In a busy and fast changing world, organisations need to adapt quickly, in order to remain competitive and profitable. And all too often this involves a period of change, which very often can impact directly on the businesses’ employees, causing uneasiness and discord, and in some cases redundancies.
Change cannot simply be imposed; people and teams need to be empowered to find their own solutions and responses, combined with facilitation and support from managers, as well as tolerance and compassion from owners and leaders. Management and leadership style and behaviour are more important than clever policies and processes. In essence during periods of change, employees need to be able to trust the organisation where they work.
And in all areas of change, leaders must agree and work with these ideas, or change is likely to be very painful, and the best people may be lost in the process. So regardless of whether organisation change is related to new structures, systems, policies, targets, acquisitions, disposals, re-locations, etc., it needs to be explained as early as possible, so that people’s involvement in validating and refining the changes themselves can be obtained.
Remember, employees do not have a responsibility to manage change – the employee’s responsibility is merely to do their best to work with the results of the change. This is different for every person and depends on a wide variety of factors i.e. health, maturity, stability, experience, personality, motivation, etc. No, responsibility for managing change firmly lies with the management and leaders of the organisation – they must manage the change in such a way that employees can easily understand and then cope with it.
Essentially then, managers have a responsibility to facilitate and enable change. They also need to understand the situation from an objective standpoint, i.e. to ‘step back’, and be non-judgemental, and then be able to help people understand reasons, aims, and ways of responding positively according to the employees’ own situations and capabilities. Increasingly the manager’s role is to interpret, communicate and enable – not to instruct and impose, which let’s face it nobody really responds to well.
At the core of any successful business change is the need to remain positive and flexible and to treat it as an on-going business project. This can only be achieved through good planning and preparation, the effective allocation of resources, timely and targeted communications and a general openness throughout the organisation in order to enable everyone affected to have a say and feel involved.
Whenever an organisation imposes new things on people there will be difficulties, both of the small and the large kind. So, participation, involvement and full communication are the important factors to ensure complete success. And there are many ways to help with this including:
- Workshops. These are very useful in developing collective understanding, approaches, policies, methods, systems, ideas, etc.

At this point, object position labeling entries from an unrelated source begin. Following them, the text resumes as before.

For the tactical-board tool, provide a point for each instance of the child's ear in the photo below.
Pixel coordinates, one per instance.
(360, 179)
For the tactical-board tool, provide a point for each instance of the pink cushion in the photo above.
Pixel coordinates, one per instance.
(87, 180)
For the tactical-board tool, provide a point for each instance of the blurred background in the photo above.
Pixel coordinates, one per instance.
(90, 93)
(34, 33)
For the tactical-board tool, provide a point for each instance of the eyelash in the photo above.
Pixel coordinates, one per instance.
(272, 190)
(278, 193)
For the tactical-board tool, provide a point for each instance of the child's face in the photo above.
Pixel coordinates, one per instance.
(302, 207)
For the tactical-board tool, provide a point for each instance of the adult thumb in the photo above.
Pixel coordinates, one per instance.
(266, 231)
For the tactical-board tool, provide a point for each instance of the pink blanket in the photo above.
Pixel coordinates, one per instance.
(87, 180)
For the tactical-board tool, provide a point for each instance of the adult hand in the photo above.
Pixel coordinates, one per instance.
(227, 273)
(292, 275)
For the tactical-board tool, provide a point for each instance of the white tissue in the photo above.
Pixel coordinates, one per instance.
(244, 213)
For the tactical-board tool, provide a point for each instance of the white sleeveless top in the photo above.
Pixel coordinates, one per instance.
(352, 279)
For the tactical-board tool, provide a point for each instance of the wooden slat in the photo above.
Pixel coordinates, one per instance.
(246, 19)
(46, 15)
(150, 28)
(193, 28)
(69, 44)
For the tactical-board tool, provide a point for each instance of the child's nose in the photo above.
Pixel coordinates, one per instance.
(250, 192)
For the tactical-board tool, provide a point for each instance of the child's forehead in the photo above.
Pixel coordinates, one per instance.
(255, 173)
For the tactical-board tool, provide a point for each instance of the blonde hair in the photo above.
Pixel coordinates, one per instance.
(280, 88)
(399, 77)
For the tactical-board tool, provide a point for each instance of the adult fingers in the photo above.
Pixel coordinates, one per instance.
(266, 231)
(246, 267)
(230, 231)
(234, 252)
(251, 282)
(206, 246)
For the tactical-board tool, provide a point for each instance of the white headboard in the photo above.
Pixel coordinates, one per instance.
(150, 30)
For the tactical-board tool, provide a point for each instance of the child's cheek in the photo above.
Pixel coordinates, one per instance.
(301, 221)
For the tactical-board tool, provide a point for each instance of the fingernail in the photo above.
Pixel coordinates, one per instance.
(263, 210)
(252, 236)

- Staff surveys. These are a helpful way to repair damage and mistrust amongst staff, provided that they are completed anonymously, and that organisations publish and act on the findings.
- Management training, coaching and counselling and information dissemination. All of these areas are essential in helping to enable, facilitate and deliver the process of change efficiently and effectively and with minimal conflict in organisations. In addition they can help to ensure that people’s expectations are managed realistically and that the results meet expectations.
If you are contemplating an organisational change and want to ensure that you gain the commitment of their people, both during and after implementation, it is advisable to make sure that you have help and support in place before you begin the process. Counselling is often be seen as a way of supporting employees as they try to cope with organisational change as well as bringing values, a sense of acceptance and realisation amongst employees of who they are and what they are capable of in the very dynamics of organisational life. It can also empower the troubled or distressed employees to learn to manage their lives, to take up social or professional responsibilities and also how important decisions can be made and executed.
Employers use counselling into the workplace for various reasons and their use is generally on the increase. Latest research suggests that 76% of employers see counselling as a caring facility; 70% employers think that counselling can help employees deal with workplace change; and 57% of employers take counselling as a way of managing stress.
Miriam Bannnon, owner and director of All About People Ltd, a well-established private counselling practice in Leamington Spa said. “When people are confronted with the need or opportunity to change, especially when they see it as ‘enforced’, by the organisation, they can become emotional. So can the managers who are trying to manage the change. Diffusing the emotional feelings, taking a step back and encouraging objectivity are important to enabling sensible and constructive dialogue.”